Wednesday, July 14, 2021

Baking and Cooking with my Kids!!

I plan to start typing on my recovery blog again soon! Stay tuned for more posts. I will be posting about my new food recovery journey: cooking and baking with my children! We have loved watching Nailed It! and The Great British Baking Show. I am so happy to be in a place of rewired recovery that my brain can handle watching a food show without restriction or extreme anxiety. And the best part is, my kids and I have baked together and done our own version of Nailed It! Stay tuned for stories of: Nailed It! fails, cooking through a children's Star Wars themed cookbook, children's cookbooks from my childhood, and hard tack that my daughter learned about reading my husband's childhood WWII books.




Friday, June 12, 2020

Diet soda

This was also where my mind was in August of 2013:

As a person who struggles with anorexia nervosa, I am a master at restricting my food.  Evidenced in a previous post, I understand and embrace a monotonous diet, eating the exact same foods everyday.

But I don't understand and embrace celebrating.

When I first started having symptoms of anorexia nervosa (AN) and restricting my food, I told myself that I was not going to link food and relationships with people.  For me, that meant that I could sit at a table with friends or family and not eat but still fully participate in the relationship and the celebration.

I was going to completely separate food and people.

I've sat at many celebratory tables--Thanksgivings, Christmases, weddings, birthdays--and either did not eat at all or restricted what I did eat.

This idea that I can somehow make food devoid of any meaning is not healthy nor achievable.

By trying to make food not have any meaning for days of celebration, I have effectually made food the most important part of a celebratory day.  I spend most days of the year restricting and not allowing myself food that I would like to have, so when a celebration day comes around, I begin obsessing about all of the foods that I could let myself have.

I fantasize about Subway sandwiches, bananas, fruit, salad, ice cream, bagels with cream cheese, peanut butter.  My mind obsesses about the possibilities, the calories, what I will have to give up to choose one of these other options, the next time that I can let myself have a celebration.

I don't "affirm faith and relationships as the basis for celebrating" (Longacre).

When I do allow myself a food as a way to celebrate, I also co-opt it into my restrictive pattern and turn it into something completely devoid of joy.

Over Christmas, I had my first diet soda.  Before that, I had almost completely restricted soda since high school.

I do enjoy these zero calorie beverages, but I have changed them from a part of a celebratory day, like the last day of school or Christmas vacation, into another part of my system of restricting.

Instead of sitting down with my husband and drinking a diet soda to celebrate our ten year anniversary, I spend the day planning when I will drink it, worrying that caffeine is bad for me, Googling the effects of caffeine, feeling guilty that I spent 50 cents for the diet soda, and feeling sad that I will only have one and wishing that I could have more.
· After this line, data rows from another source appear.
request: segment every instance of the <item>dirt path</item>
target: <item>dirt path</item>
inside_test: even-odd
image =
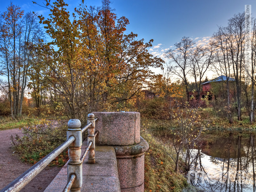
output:
[[[0,131],[0,190],[29,168],[32,165],[21,162],[11,148],[10,137],[22,135],[18,129]],[[47,166],[22,190],[22,192],[44,191],[61,167]]]

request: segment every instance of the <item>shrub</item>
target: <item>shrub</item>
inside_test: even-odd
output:
[[[44,120],[38,124],[22,128],[23,137],[12,136],[13,150],[22,161],[36,163],[66,140],[66,123]],[[66,149],[51,164],[63,165],[68,158]]]

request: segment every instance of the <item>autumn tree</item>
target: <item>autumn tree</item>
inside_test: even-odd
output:
[[[63,1],[47,1],[49,18],[39,17],[53,39],[42,41],[36,52],[44,64],[41,73],[71,118],[134,99],[154,75],[149,67],[162,66],[148,52],[153,40],[125,34],[128,19],[117,18],[110,5],[106,0],[96,9],[82,2],[71,19]]]

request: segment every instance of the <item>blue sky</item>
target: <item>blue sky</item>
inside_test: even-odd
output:
[[[0,0],[0,11],[3,12],[10,1]],[[34,0],[42,4],[44,1]],[[53,2],[53,0],[52,0]],[[80,0],[66,0],[70,12],[81,2]],[[246,0],[112,0],[112,7],[118,17],[128,18],[130,24],[126,33],[137,33],[139,38],[148,41],[153,39],[154,46],[149,52],[162,57],[164,52],[188,36],[201,43],[206,42],[218,26],[225,26],[228,20],[235,14],[244,11],[244,5],[251,4],[252,17],[256,16],[256,3]],[[13,3],[21,7],[25,12],[38,12],[47,17],[47,10],[33,4],[30,0],[13,0]],[[100,5],[101,0],[84,0],[88,5]]]

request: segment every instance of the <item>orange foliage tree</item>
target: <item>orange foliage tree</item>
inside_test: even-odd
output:
[[[136,98],[153,75],[149,67],[163,62],[148,52],[153,40],[145,43],[132,32],[125,34],[129,20],[117,18],[108,0],[97,9],[83,1],[72,19],[67,6],[62,0],[46,1],[49,18],[39,16],[53,40],[41,41],[35,50],[43,61],[45,86],[72,118]]]

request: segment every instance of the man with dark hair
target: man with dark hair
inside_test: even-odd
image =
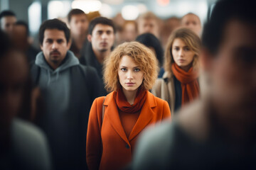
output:
[[[1,29],[8,34],[11,34],[17,19],[15,13],[9,10],[3,11],[0,13]]]
[[[218,1],[204,27],[207,93],[146,131],[133,169],[256,169],[256,12]]]
[[[28,26],[25,21],[18,21],[15,23],[11,38],[15,47],[28,57],[29,62],[34,62],[39,50],[29,42]]]
[[[113,47],[115,31],[113,21],[104,17],[95,18],[89,25],[87,39],[90,43],[82,62],[96,69],[102,79],[102,84],[103,62]]]
[[[72,44],[70,51],[78,58],[85,53],[86,36],[89,21],[87,15],[80,9],[72,9],[68,14],[68,21],[70,27]]]
[[[48,138],[55,169],[86,169],[89,111],[103,87],[95,69],[80,64],[68,50],[70,34],[65,23],[43,22],[39,40],[42,52],[31,72],[46,106],[37,123]]]

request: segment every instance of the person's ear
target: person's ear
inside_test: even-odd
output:
[[[203,48],[201,52],[200,64],[203,72],[209,72],[211,69],[214,57],[210,51]]]
[[[87,35],[87,40],[90,42],[92,42],[92,35],[90,34]]]

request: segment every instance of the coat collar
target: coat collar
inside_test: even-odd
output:
[[[127,143],[134,139],[150,122],[154,113],[152,108],[157,106],[155,97],[149,91],[146,92],[146,98],[142,106],[141,113],[136,122],[129,137],[127,138],[124,128],[122,125],[120,118],[119,115],[118,108],[114,101],[114,92],[110,93],[106,96],[104,102],[105,107],[105,120],[110,120],[112,126],[117,133]]]

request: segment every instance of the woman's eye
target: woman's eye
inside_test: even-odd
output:
[[[122,68],[121,70],[123,71],[123,72],[126,72],[126,71],[127,71],[127,69]]]
[[[134,69],[134,72],[139,72],[139,71],[140,71],[139,69]]]

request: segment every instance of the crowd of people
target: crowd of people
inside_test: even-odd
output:
[[[255,169],[256,13],[0,13],[1,169]]]

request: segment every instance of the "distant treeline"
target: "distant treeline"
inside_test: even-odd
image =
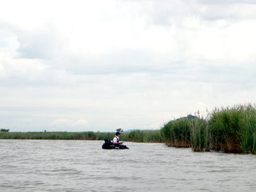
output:
[[[112,139],[115,132],[0,132],[0,139],[63,139],[63,140],[104,140]],[[122,133],[122,141],[136,142],[161,142],[160,131],[134,130]]]
[[[114,132],[8,132],[2,139],[112,139]],[[122,134],[120,140],[163,142],[170,146],[191,147],[195,151],[210,150],[256,154],[255,105],[215,108],[206,117],[188,115],[164,124],[160,130],[134,130]]]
But I further strip any joy out of the experience once I actually drink the diet soda.  I will watch the clock and only drink at certain times, hoping to prolong the enjoyment of the drink, therefore not enjoying the actual celebration.  And wanting to hold onto these feelings of joy and excitement even longer, I will save the diet soda and drink it all week.

This allows me to think about it every day and plan when I will drink it and be excited about getting to drink it and hoping that I will feel the same elation I felt when I was celebrating with people I love.

So, instead of enjoying a nice 15 minute time of sitting with my husband to celebrate our ten year anniversary while I enjoy a diet soda, I will spend the next week guiltily gulping sips of it out of the bottle while I stand in the kitchen with the refrigerator door open.

By trying to make food devoid of any meaning for celebrations, I have made it carry all of the meaning of the day.

We create special food days to try and make a random day like the first Friday in June special.  But everyday can't be, and doesn't need to be, a celebration.  We don't need to cling to a feeling of joy or falsely manufacture days to celebrate.  Life is full of beautiful relationships and amazing faith worth affirming. 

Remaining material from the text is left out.